Learn how to implement Blocking Preload Hints for Low-Latency HLS to reduce delivery latency and improve the reliability of your video and audio streams. Discover how to integrate LL-HLS with CMAF Chunk delivery and unify your delivery across streaming formats.
My name is Roger Pantos, and today I'd like to talk to you about Blocking Preload Hints in HLS. So first, what are Blocking Preload Hints, and what are they good for? To understand preload hinting, it helps to understand a similar feature of Low-Latency HLS, which is Blocking Playlist Reload. We actually have an entire other talk about Blocking Playlist Reload. But the basic idea is that the client can ask the server for the next version of the playlist in advance.

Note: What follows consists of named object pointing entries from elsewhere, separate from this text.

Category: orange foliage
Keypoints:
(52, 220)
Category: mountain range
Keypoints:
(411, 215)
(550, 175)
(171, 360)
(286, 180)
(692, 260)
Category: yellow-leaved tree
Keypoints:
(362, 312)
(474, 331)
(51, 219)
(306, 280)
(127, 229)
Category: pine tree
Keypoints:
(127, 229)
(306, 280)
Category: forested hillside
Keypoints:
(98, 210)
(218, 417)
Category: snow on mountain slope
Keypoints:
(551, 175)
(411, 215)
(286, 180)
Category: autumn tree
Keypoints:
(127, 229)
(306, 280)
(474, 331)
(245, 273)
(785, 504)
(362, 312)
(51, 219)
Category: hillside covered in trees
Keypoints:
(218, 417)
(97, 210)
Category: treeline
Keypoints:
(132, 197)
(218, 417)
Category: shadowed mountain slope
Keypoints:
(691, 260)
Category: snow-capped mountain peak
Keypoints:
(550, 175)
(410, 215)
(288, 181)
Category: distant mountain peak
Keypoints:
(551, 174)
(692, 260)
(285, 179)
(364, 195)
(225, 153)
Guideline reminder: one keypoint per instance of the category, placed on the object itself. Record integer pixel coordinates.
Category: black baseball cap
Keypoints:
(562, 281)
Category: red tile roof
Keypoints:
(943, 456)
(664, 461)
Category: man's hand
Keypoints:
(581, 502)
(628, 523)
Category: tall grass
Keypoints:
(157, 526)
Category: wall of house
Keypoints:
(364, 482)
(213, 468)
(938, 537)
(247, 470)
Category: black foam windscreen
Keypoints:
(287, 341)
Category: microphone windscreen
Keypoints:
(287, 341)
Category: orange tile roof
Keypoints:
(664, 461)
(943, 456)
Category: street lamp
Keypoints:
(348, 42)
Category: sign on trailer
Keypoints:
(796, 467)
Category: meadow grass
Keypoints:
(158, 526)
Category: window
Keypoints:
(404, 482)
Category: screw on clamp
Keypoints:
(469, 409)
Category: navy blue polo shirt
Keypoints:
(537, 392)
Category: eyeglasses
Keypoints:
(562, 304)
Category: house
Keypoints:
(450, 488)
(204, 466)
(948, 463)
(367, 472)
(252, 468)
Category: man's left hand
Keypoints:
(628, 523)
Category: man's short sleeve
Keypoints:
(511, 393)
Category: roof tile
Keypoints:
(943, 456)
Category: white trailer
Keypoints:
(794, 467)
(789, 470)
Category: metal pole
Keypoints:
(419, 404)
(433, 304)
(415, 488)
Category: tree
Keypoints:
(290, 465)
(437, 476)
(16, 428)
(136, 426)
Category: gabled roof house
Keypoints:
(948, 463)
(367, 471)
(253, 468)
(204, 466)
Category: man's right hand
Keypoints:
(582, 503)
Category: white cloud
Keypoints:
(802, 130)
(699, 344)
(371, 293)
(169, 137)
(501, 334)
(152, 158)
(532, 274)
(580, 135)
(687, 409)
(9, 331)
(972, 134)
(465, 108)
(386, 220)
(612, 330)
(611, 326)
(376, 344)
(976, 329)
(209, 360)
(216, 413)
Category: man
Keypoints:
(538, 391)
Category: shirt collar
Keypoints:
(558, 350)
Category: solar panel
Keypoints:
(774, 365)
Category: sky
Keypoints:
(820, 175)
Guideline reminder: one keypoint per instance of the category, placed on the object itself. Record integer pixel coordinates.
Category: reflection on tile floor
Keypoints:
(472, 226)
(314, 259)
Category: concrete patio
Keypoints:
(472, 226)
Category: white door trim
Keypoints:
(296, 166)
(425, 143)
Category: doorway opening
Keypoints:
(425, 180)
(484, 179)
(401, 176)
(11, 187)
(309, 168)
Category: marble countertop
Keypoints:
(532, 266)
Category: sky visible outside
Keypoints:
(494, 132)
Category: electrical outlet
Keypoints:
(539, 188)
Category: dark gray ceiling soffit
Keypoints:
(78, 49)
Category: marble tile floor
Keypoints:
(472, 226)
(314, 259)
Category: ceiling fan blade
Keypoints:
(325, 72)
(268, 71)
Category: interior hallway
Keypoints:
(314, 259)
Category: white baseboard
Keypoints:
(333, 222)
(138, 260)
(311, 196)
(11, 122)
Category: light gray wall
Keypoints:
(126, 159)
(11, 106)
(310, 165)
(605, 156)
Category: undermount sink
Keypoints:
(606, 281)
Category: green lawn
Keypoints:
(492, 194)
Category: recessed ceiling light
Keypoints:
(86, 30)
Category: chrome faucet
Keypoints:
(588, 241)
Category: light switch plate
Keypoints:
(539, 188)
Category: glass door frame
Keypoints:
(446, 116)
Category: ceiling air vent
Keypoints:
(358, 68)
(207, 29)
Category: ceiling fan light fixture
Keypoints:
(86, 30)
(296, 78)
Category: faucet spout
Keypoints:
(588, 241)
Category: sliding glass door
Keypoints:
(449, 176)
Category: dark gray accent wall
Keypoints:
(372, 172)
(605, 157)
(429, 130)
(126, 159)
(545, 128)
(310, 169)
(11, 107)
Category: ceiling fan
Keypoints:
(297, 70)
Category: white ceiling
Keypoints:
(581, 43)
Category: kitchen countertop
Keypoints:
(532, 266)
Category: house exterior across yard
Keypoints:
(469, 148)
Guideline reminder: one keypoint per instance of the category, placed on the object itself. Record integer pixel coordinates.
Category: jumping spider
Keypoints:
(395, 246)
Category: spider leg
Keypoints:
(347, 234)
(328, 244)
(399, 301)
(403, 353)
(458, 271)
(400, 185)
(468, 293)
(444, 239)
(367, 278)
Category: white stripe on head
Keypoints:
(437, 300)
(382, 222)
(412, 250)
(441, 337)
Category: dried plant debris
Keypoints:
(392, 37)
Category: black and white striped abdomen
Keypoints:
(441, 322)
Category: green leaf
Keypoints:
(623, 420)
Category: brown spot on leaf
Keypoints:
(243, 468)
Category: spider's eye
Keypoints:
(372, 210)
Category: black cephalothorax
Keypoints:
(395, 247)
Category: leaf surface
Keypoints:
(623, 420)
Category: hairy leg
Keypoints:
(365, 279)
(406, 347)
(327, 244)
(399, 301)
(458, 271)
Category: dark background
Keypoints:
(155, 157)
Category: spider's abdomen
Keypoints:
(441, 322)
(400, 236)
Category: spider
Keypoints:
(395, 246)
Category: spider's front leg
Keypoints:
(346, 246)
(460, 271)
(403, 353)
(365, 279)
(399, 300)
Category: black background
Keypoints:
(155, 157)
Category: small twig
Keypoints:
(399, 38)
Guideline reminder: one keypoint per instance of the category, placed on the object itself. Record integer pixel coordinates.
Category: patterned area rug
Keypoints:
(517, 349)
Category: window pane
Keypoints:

The server will then hold onto that request and unblock its response when that playlist updates.
That allows the client to receive the update immediately.
Preload hinting is similar, except it's for loading the partial segments themselves.
The idea is to make the request in advance to lower the eventual response time. The benefit of preload hinting is that it gets the media flowing to the client from the server as soon as it's available.
And that eliminates that round-trip bubble between seeing a new segment appear in the playlist update and then having to go back and ask the server for it.
It's also effective for driving HTTP cache fill, because it eliminates another round trip, this time between the cache and the origin. That is a significant win for global CDNs, because the round trip there between the edge and the origin can easily exceed 100 milliseconds. So let's take a look at how it works in Low-Latency HLS.
In Low-Latency HLS, every playlist must carry a Preload Hint tag that has the URL of the next Partial Segment that the packager expects to appear.
When the client gets that playlist, it will turn around and ask for that hinted URL. The server then holds onto that request until that Partial Segment is available and then sends it to the client.
Now, normally the client also has a Blocking Playlist Reload pending request at the same time, which will unblock at about the same time as the hint request.
So the client will generally see them both arrive at the same time.
Preload hints are also used to signal upcoming MAP tags so that the client can get a jump on content transitions, such as at AD boundaries.
So to recap, here is the request flow for hinting.
Here we have an HLS client on the left and a server on the right.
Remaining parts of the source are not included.